Politicians not to interfere, but facilitate cross-border innovation
Helping the media sector is considered a ‘taboo’ or not, depending on the country. At EU level, it should only be indirect, not controlling any media. But the Digital Single Market must be completed with a strategy for the sector. This is easier, since media policy competences are now in one department, separate from spin doctors, as I supported early on. This strategy could be three-pronged: a regulatory light touch, sensible use of competition law, and support for innovation.
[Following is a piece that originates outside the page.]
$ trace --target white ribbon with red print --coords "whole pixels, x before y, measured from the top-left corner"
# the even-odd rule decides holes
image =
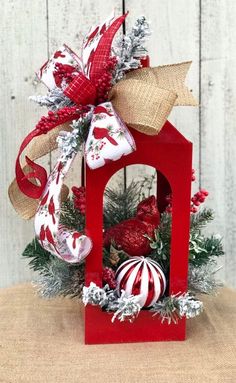
[[[83,44],[82,59],[63,45],[41,67],[37,73],[38,77],[49,90],[57,87],[64,92],[70,81],[79,73],[90,78],[94,52],[112,21],[113,17],[90,31]],[[88,166],[96,169],[134,151],[135,142],[110,102],[90,107],[92,119],[84,155]],[[61,189],[75,156],[76,152],[72,151],[69,157],[65,154],[59,157],[48,178],[35,215],[35,232],[42,247],[70,263],[83,260],[92,247],[92,241],[86,235],[60,224]]]
[[[74,152],[69,159],[65,159],[64,155],[59,157],[35,215],[35,233],[39,243],[50,253],[70,263],[82,261],[92,248],[90,238],[60,224],[61,189],[75,155]]]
The EU spends billions of euros under the ‘Horizon 2020’ R&D programme. Some of the digital research is relevant to the media sector, but so far it is hardly involved. In the past, sectors like coal, steel, cars, textile, telecoms were transformed also thanks to massive European help. Should the fourth pillar of democracy, and also a major employer, matter less?
The EU should move from R&D to innovation projects, and attract media groups. This is doable, as specifications in calls for proposals are reviewed every year. The EU is also the world’s largest translator and plans to open its technologies. One could also learn from early innovators.
A stakeholder working group on media independence and sustainability led to Fondation EURACTIV’s list of six recommendations, under #Media4EU. The envisaged follow-up project #Innovation4Media will identify cross-border innovations and put forward public or private support. This matters both to journalists and to media owners.
Change depends not on the EU, but chiefly on the media groups of the continent ready to unite.